Notorious Islamist Salafist preacher Sven Lau has been sentenced to five-and-a-half years in prison by a German court after being found guilty of trying to aid an Islamic terror organisation.
Mr Lau was found guilty of trying to send aid in the way of 250 euros and three pairs of night vision goggles worth 1,440 euros to the terror group Jaish al-Muhajireen wal-Ansar or Jamwa, after a lengthy trial which began last year. The former firefighter from Mönchengladbach turned radical Salafist Imam was accused of aiding the terror group by pretending his actions were humanitarian aid Die Welt reports.
The prosecutor in the case initially demanded a sentence of six and a half years due to the fact that Lau had lied about giving humanitarian aid to the group. The lawyer for Mr Lau, meanwhile, had demanded an acquittal in the case.
During the trial, it was also revealed that Lau had attempted to arrange the marriage of a 16-year-old Austrian girl to an adult male Islamist.
The information comes just after coalition forces discovered a 16-year-old German girl named Linda Wenzel in the former ISIS stronghold of Mosul in Iraq. Wenzel had been lured to Syria by an Islamic State fighter but told the authorities who found her that she just wanted to go home.
Sven Lau is best known in Germany for his “Sharia Police” project in Wuppertal in which he and a number of other men would walk the streets trying to enforce Sharia law by banning alcohol, gambling, prostitution and the playing of music.

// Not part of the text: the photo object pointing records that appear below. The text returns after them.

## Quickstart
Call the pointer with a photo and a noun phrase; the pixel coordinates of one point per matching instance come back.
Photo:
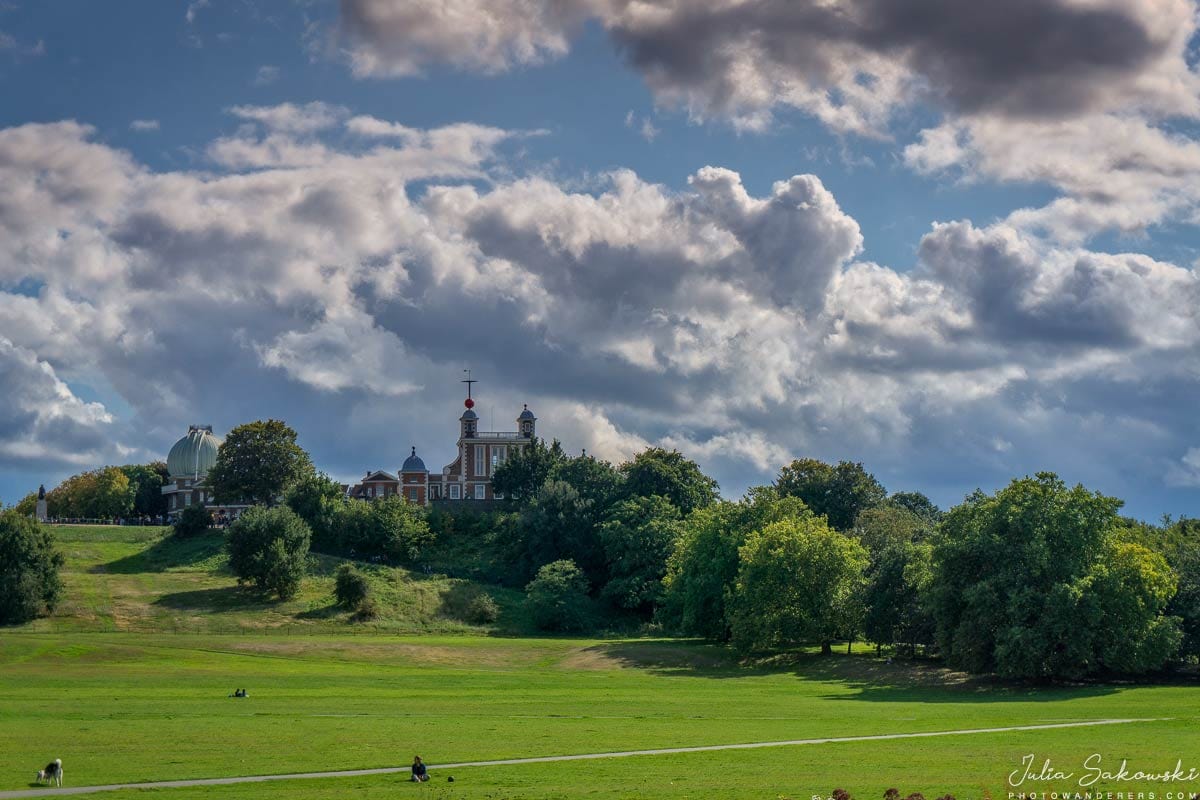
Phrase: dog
(52, 774)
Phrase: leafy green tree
(389, 528)
(799, 581)
(879, 527)
(318, 499)
(838, 492)
(1033, 582)
(29, 569)
(148, 481)
(917, 504)
(558, 600)
(897, 581)
(269, 548)
(667, 473)
(257, 463)
(192, 521)
(702, 569)
(639, 536)
(523, 473)
(558, 524)
(351, 587)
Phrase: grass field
(141, 705)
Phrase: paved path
(540, 759)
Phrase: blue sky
(981, 269)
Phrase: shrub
(192, 521)
(29, 570)
(469, 603)
(269, 548)
(557, 597)
(351, 587)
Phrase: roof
(413, 464)
(193, 455)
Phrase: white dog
(53, 773)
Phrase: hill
(144, 579)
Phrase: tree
(702, 569)
(318, 499)
(798, 582)
(389, 528)
(148, 481)
(29, 569)
(557, 597)
(558, 524)
(257, 463)
(523, 473)
(897, 581)
(351, 587)
(639, 536)
(269, 548)
(918, 504)
(839, 492)
(1033, 582)
(192, 521)
(669, 474)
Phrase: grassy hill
(144, 579)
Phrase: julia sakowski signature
(1093, 771)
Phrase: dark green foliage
(839, 493)
(558, 600)
(351, 587)
(1033, 582)
(257, 463)
(29, 570)
(522, 475)
(192, 521)
(269, 548)
(469, 603)
(637, 537)
(897, 581)
(318, 499)
(799, 581)
(667, 473)
(703, 567)
(917, 504)
(147, 481)
(389, 528)
(558, 524)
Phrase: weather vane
(469, 402)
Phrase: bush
(557, 597)
(269, 548)
(192, 521)
(351, 587)
(469, 603)
(29, 570)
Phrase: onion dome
(413, 464)
(193, 455)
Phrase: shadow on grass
(168, 553)
(219, 599)
(910, 681)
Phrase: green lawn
(138, 705)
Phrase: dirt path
(539, 759)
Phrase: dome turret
(193, 455)
(413, 464)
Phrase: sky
(955, 242)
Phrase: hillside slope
(144, 579)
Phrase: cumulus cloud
(341, 270)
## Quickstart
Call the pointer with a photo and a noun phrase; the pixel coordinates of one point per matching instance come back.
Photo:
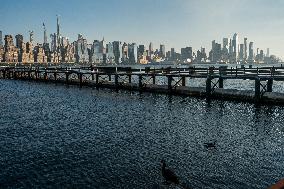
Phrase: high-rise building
(19, 41)
(186, 53)
(117, 50)
(151, 49)
(132, 53)
(235, 47)
(53, 42)
(81, 50)
(58, 31)
(245, 48)
(44, 34)
(251, 56)
(1, 39)
(242, 52)
(162, 51)
(109, 53)
(31, 36)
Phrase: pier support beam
(221, 82)
(67, 78)
(208, 86)
(116, 80)
(140, 85)
(183, 81)
(97, 80)
(257, 89)
(170, 79)
(129, 78)
(269, 85)
(80, 75)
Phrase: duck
(168, 174)
(210, 144)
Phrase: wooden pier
(164, 80)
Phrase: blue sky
(175, 23)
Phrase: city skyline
(176, 24)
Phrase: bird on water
(168, 174)
(210, 144)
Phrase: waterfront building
(117, 50)
(162, 51)
(44, 34)
(225, 50)
(245, 49)
(19, 41)
(57, 32)
(97, 55)
(39, 55)
(81, 47)
(1, 39)
(241, 53)
(110, 58)
(186, 54)
(1, 53)
(151, 49)
(267, 52)
(125, 55)
(235, 43)
(132, 52)
(11, 52)
(173, 54)
(31, 33)
(251, 53)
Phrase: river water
(54, 136)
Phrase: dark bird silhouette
(210, 144)
(168, 174)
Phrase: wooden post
(55, 76)
(97, 80)
(269, 84)
(45, 75)
(129, 78)
(208, 86)
(257, 89)
(221, 82)
(170, 78)
(183, 80)
(67, 78)
(116, 80)
(140, 85)
(80, 75)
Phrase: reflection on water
(53, 136)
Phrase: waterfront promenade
(166, 80)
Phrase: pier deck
(164, 80)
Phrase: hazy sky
(175, 23)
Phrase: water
(54, 136)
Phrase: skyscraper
(267, 52)
(1, 39)
(151, 48)
(58, 31)
(245, 48)
(235, 47)
(242, 52)
(44, 34)
(162, 51)
(251, 56)
(132, 53)
(19, 41)
(31, 36)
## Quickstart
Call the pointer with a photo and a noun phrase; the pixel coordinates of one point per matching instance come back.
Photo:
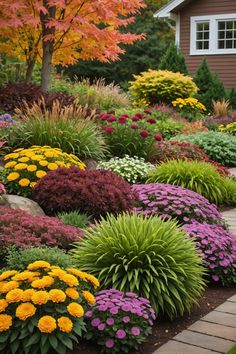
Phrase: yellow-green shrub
(155, 86)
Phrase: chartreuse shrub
(24, 167)
(132, 169)
(119, 321)
(74, 218)
(94, 192)
(149, 256)
(220, 147)
(218, 249)
(169, 201)
(18, 258)
(200, 177)
(42, 308)
(160, 86)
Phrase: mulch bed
(164, 330)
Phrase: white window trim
(213, 34)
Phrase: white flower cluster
(132, 169)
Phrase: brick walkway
(215, 332)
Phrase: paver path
(215, 332)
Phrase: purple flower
(95, 322)
(110, 321)
(120, 334)
(135, 331)
(109, 343)
(126, 319)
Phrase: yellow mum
(57, 295)
(7, 274)
(44, 282)
(32, 168)
(72, 293)
(20, 166)
(27, 295)
(40, 297)
(5, 322)
(75, 310)
(25, 311)
(69, 280)
(38, 264)
(3, 305)
(52, 166)
(65, 324)
(40, 173)
(9, 286)
(10, 164)
(47, 324)
(14, 295)
(89, 297)
(13, 176)
(24, 182)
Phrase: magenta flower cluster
(170, 201)
(119, 321)
(218, 249)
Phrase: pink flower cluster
(120, 320)
(218, 249)
(170, 201)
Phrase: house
(206, 28)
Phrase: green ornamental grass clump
(200, 177)
(220, 147)
(149, 256)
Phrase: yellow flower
(52, 166)
(43, 163)
(9, 286)
(24, 182)
(23, 159)
(13, 176)
(65, 324)
(40, 297)
(7, 274)
(75, 310)
(40, 173)
(72, 293)
(27, 295)
(56, 295)
(44, 282)
(3, 305)
(89, 297)
(14, 295)
(32, 168)
(24, 311)
(69, 280)
(38, 264)
(47, 324)
(5, 322)
(11, 156)
(10, 164)
(20, 166)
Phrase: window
(213, 34)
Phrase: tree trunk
(29, 71)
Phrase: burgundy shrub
(95, 192)
(24, 230)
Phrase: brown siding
(224, 65)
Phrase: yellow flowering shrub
(161, 86)
(41, 300)
(24, 167)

German prosecutors attempted to bring the group to court for their activities accusing them of vigilantism, but courts ruled that their activities fell within the confines of the law.
A convert to Islam in his teens, Lau is one of the leading figures in the rapidly growing radical Islamic Salafist scene in Germany. German domestic intelligence services say that the number of Salafists has almost doubled over the last few years from 5,500 to over to over 9,200 in late 2016.
Salafists have also had extensive ties to terrorists and terrorist groups to the point that former German vice-chancellor Sigmar Gabriel called for a ban on Salafist mosques entirely. “Salafist mosques must be banned, the communities dissolved and the preachers should be expelled, as soon as possible,” he said earlier this year.
Salafist have also been present in asylum homes, attempting to recruit vulnerable underage migrants to their radical ideology under the guise of humanitarian work.